For the direct formula \(S(n) = u \cdot \alpha^n + v \cdot \beta^n + w \cdot \gamma^n\) the constants \(u\), \(v\) and \(w\) are solved so that: \(S(1) = S(2) = S(3) = 1\)

This leads to:

\(
\begin{bmatrix}
\alpha & \beta & \gamma \\
\alpha^2 & \beta^2 & \gamma^2 \\
\alpha^3 & \beta^3 & \gamma^3 \\
\end{bmatrix}
\begin{bmatrix}
u \\
v \\
w \\
\end{bmatrix}
=
\begin{bmatrix}
1 \\
1 \\
1 \\
\end{bmatrix}
\)

This can be solved for \(u\) to get ...

Simpler approach is do partial fraction decomposition of generation function.
S(n) formula is coefficient of x^n, with RHS geometric series in normalized form.

\(\displaystyle
\frac{x}{(1 - α x)(1- β x) (1 - γ x)} =
\frac{u}{1 - α x} +
\frac{v}{1- β x} +
\frac{w}{1 - γ x}
\)

Mulitply both side by (1 - α x), then let x = 1/α, we solved u

\(\displaystyle u = \frac{1/α}{(1 - β/α) (1 - γ/α)}
= \frac{α}{(α-β)(α-γ)}\)

\(\displaystyle \frac{1}{u} = α - (β+γ) + \frac{βγ}{α} = α - (1-α) + (α-1) = (3α - 2)\)

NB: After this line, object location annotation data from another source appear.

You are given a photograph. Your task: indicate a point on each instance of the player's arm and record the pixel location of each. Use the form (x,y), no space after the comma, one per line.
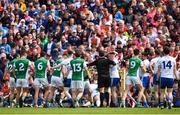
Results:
(86,69)
(5,71)
(143,67)
(92,63)
(57,66)
(158,72)
(175,72)
(48,66)
(151,66)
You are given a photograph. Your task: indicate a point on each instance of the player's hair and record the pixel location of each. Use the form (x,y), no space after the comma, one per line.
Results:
(101,53)
(77,53)
(157,52)
(136,52)
(43,54)
(166,50)
(23,54)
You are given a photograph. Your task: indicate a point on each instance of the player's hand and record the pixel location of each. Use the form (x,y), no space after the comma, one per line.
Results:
(157,81)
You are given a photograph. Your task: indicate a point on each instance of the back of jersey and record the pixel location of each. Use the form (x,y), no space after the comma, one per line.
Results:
(167,66)
(41,68)
(10,67)
(134,65)
(21,68)
(77,66)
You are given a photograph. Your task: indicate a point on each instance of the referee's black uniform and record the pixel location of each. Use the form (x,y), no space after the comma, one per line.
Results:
(103,64)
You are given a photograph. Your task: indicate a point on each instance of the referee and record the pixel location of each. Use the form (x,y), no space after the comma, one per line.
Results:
(102,65)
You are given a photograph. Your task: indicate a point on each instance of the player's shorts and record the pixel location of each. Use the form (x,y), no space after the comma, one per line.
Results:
(77,85)
(87,84)
(22,83)
(95,93)
(132,80)
(154,79)
(145,82)
(67,82)
(41,82)
(104,82)
(166,82)
(56,81)
(12,82)
(115,82)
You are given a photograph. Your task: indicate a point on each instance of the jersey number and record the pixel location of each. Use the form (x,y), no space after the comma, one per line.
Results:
(168,64)
(21,67)
(77,67)
(132,64)
(10,68)
(40,66)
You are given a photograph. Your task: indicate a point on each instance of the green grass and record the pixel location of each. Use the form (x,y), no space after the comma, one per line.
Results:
(88,111)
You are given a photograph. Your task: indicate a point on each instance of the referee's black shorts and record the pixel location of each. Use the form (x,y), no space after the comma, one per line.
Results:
(104,82)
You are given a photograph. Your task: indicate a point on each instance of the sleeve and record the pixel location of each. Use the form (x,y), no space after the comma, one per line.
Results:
(111,62)
(93,63)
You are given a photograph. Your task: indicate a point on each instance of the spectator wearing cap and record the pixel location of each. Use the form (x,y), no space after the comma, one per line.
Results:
(116,13)
(48,47)
(74,39)
(96,19)
(94,41)
(107,16)
(121,38)
(51,24)
(17,10)
(5,46)
(34,45)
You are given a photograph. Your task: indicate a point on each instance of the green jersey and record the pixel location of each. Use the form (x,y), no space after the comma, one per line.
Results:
(21,68)
(77,66)
(134,65)
(41,67)
(10,66)
(57,71)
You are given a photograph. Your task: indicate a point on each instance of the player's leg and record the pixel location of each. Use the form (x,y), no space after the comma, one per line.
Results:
(141,91)
(156,90)
(36,95)
(127,88)
(18,91)
(162,91)
(107,84)
(12,88)
(25,85)
(114,85)
(170,84)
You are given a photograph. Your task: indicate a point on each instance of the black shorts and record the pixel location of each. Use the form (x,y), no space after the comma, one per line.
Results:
(104,82)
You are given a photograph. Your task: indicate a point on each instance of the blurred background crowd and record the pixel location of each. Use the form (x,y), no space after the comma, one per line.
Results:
(57,26)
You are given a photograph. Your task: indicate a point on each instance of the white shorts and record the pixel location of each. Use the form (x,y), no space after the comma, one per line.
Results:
(56,81)
(41,82)
(77,85)
(22,83)
(12,82)
(87,84)
(95,93)
(132,80)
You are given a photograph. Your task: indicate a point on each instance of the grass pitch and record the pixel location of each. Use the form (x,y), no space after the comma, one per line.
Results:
(88,111)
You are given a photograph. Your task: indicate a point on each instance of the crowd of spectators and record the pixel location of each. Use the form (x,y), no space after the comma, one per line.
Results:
(56,26)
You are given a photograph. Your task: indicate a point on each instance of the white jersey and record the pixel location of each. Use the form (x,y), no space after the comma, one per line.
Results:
(167,64)
(66,64)
(146,63)
(114,70)
(154,63)
(94,89)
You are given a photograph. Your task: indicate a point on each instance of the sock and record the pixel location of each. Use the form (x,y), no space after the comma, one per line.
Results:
(123,102)
(98,103)
(107,98)
(101,99)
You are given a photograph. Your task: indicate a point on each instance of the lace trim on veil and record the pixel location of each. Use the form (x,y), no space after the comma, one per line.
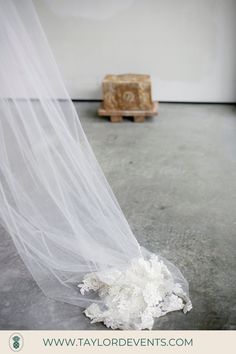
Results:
(134,297)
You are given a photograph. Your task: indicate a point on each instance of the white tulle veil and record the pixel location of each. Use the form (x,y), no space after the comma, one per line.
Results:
(54,199)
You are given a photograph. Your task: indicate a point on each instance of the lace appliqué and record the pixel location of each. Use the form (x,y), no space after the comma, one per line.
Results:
(134,297)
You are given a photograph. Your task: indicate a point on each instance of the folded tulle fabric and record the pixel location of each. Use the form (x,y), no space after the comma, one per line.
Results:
(54,199)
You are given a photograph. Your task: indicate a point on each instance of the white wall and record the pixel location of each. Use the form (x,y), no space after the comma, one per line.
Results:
(187,46)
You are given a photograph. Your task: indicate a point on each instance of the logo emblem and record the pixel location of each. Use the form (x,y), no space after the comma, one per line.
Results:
(16,342)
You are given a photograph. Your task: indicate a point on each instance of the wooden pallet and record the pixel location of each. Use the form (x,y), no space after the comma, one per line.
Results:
(117,116)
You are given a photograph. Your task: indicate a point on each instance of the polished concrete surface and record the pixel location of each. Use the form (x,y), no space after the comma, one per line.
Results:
(175,179)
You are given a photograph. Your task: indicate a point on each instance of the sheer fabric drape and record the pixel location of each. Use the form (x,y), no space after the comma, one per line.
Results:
(54,199)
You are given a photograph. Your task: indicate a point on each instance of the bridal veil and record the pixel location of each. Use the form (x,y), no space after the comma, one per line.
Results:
(54,199)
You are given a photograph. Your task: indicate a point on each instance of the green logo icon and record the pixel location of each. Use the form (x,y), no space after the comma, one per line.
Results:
(16,342)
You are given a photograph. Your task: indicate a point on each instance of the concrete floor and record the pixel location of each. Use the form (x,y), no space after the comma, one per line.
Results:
(175,178)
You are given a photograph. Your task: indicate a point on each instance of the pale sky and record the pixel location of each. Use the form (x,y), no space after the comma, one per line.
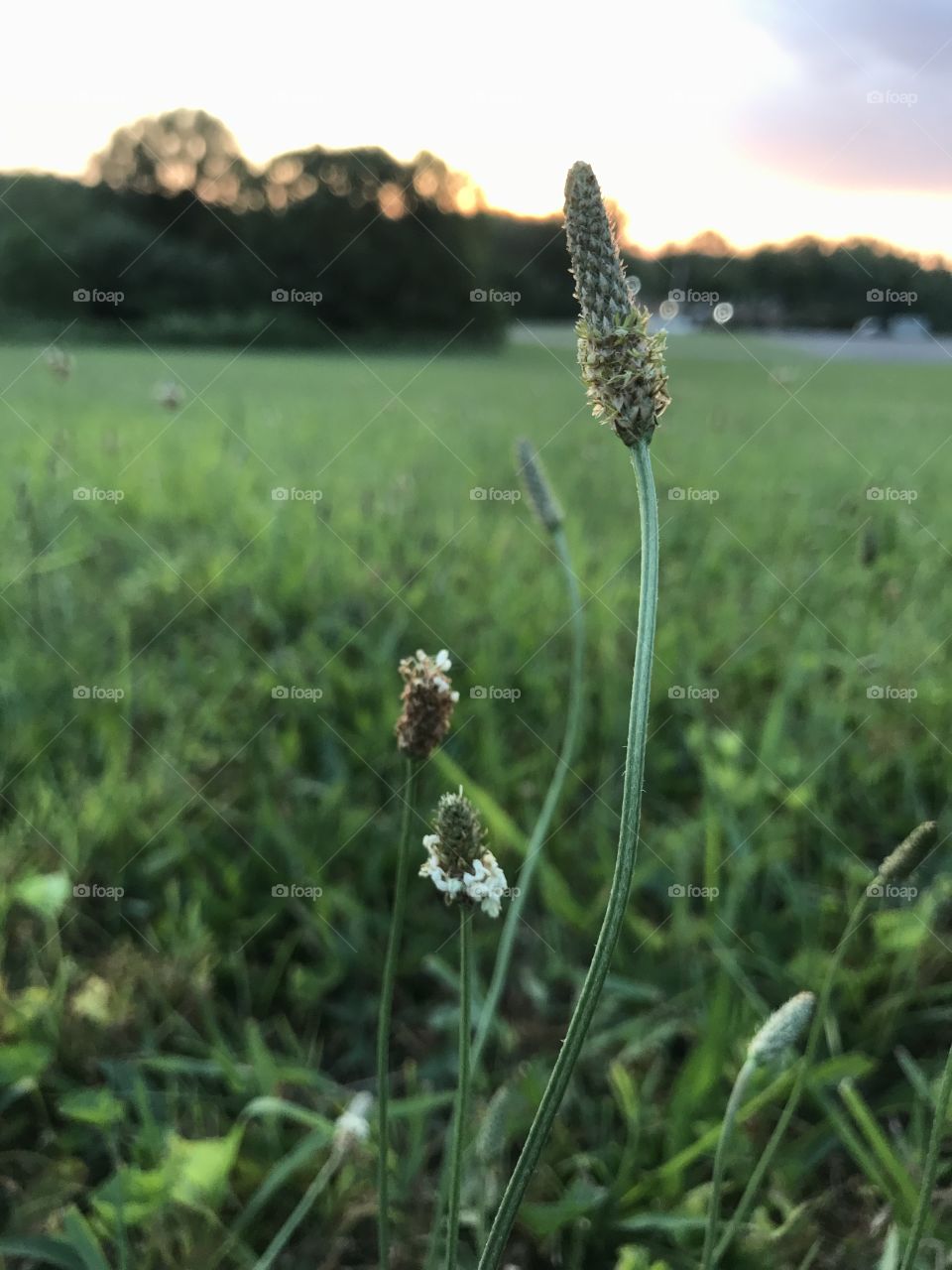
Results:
(748,117)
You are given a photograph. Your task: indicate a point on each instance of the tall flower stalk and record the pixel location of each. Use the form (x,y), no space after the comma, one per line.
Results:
(467,874)
(549,513)
(462,1086)
(428,701)
(780,1030)
(624,370)
(932,1164)
(552,518)
(896,866)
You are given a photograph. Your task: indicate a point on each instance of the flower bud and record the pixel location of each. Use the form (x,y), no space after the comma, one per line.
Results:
(782,1029)
(428,699)
(622,362)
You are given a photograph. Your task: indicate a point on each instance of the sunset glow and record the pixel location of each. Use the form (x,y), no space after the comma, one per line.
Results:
(743,118)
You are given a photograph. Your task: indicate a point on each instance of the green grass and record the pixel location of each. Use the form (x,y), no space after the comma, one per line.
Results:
(199,993)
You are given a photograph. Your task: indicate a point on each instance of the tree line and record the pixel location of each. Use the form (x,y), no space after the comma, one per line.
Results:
(173,234)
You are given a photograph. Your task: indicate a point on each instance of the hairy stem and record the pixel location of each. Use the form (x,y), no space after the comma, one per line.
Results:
(621,881)
(534,849)
(386,1005)
(932,1164)
(462,1084)
(796,1092)
(730,1115)
(534,852)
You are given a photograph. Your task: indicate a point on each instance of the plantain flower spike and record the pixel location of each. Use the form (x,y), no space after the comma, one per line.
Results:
(909,853)
(428,701)
(457,860)
(782,1029)
(622,363)
(537,486)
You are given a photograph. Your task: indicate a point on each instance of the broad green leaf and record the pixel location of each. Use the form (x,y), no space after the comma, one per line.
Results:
(23,1061)
(45,893)
(91,1106)
(198,1169)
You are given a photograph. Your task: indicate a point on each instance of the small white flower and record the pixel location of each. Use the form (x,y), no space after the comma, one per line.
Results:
(352,1125)
(486,884)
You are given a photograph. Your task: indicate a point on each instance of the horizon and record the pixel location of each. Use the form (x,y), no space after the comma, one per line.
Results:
(767,127)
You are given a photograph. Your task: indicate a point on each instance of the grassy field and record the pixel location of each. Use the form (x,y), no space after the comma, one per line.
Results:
(168,1051)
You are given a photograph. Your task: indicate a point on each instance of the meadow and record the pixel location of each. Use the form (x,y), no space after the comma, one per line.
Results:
(173,1057)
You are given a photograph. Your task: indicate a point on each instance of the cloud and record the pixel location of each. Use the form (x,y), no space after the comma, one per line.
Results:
(867,100)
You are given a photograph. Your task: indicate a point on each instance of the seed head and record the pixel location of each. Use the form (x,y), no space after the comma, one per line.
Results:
(352,1128)
(782,1028)
(537,486)
(428,699)
(622,363)
(457,860)
(909,853)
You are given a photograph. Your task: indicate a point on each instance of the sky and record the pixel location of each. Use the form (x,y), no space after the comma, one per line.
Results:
(762,121)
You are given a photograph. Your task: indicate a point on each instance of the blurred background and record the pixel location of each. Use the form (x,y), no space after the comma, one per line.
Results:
(277,299)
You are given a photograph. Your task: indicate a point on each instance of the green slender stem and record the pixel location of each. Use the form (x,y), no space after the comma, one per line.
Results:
(301,1209)
(796,1092)
(730,1115)
(386,1005)
(932,1164)
(621,881)
(534,849)
(534,852)
(462,1084)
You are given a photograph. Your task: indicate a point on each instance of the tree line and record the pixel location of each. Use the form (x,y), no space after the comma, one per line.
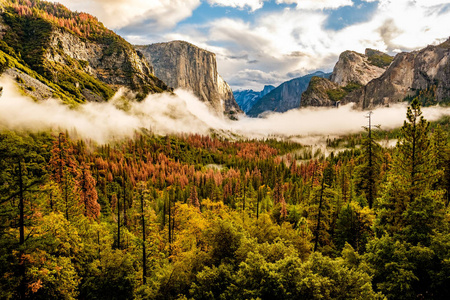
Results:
(196,217)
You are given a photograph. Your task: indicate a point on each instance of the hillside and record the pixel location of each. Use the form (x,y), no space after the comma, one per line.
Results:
(50,50)
(247,98)
(352,71)
(183,65)
(424,73)
(285,97)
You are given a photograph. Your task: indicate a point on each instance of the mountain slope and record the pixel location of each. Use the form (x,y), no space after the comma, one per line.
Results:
(352,71)
(247,98)
(183,65)
(426,71)
(73,54)
(285,97)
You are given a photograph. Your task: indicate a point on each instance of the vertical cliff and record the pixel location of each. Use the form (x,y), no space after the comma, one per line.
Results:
(183,65)
(350,74)
(408,75)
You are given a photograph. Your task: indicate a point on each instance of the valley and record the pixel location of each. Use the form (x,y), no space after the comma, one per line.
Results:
(135,172)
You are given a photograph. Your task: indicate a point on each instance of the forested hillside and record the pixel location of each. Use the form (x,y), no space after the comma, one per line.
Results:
(195,217)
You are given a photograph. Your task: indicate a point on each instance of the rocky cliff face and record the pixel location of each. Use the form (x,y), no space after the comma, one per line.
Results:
(285,97)
(83,62)
(318,93)
(247,98)
(407,75)
(352,71)
(183,65)
(353,67)
(117,66)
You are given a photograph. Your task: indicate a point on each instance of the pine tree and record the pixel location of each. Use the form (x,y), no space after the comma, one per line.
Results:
(411,206)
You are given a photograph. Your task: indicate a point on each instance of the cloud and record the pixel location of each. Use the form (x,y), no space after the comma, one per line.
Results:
(155,14)
(183,113)
(241,4)
(318,4)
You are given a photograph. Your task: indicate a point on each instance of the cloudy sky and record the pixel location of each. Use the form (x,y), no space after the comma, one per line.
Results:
(260,42)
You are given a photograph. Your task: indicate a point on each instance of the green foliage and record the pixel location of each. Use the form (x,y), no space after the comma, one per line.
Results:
(223,219)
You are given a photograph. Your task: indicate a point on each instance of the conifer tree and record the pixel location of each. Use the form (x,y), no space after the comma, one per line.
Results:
(411,206)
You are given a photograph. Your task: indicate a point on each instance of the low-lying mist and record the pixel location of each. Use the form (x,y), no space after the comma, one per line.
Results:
(184,113)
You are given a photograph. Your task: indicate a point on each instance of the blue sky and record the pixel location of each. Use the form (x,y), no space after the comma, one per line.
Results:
(260,42)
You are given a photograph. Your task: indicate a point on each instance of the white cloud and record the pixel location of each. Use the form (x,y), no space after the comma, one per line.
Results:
(183,113)
(157,14)
(241,4)
(318,4)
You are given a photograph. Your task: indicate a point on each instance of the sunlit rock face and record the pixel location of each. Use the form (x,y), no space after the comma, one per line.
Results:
(409,73)
(353,67)
(183,65)
(286,96)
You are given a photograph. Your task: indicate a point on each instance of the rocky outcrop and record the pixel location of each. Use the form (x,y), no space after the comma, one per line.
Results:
(116,64)
(247,98)
(352,71)
(76,66)
(407,75)
(183,65)
(353,67)
(320,92)
(285,97)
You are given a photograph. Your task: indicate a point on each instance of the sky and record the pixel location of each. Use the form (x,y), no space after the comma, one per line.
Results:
(259,42)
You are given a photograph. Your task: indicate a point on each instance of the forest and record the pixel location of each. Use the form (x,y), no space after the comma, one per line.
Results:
(205,217)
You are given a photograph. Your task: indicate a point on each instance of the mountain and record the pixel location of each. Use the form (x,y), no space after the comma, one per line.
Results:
(52,51)
(424,73)
(353,67)
(183,65)
(352,71)
(285,97)
(247,98)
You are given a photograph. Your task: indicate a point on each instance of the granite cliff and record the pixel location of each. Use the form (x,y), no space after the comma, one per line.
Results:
(425,72)
(247,98)
(52,51)
(285,97)
(352,71)
(183,65)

\(\displaystyle \frac{1}{u} + \frac{1}{v} + \frac{1}{w}
= (3α\!-\!2) + (3β\!-\!2) + (3γ\!-\!2) = 3 - 6 = -3 \)

If we let x = 0, we get 0 = u + v + w \(\displaystyle \;⇒ \frac{1}{uv} + \frac{1}{uw} + \frac{1}{vw} = 0\)

\(\displaystyle \frac{1}{uvw}
= (3α\!-\!2)(3β\!-\!2)(3γ\!-\!2) = 27(αβγ) - 18(αβ\!+\!αγ\!+\!βγ) + 12(α\!+\!β\!+\!γ) - 8
= 27 + 12 - 8 = 31
\)

\(\displaystyle ⇒ (x-\frac{1}{u})(x-\frac{1}{v})(x-\frac{1}{w}) = x^3 + 3x^2 - 31\)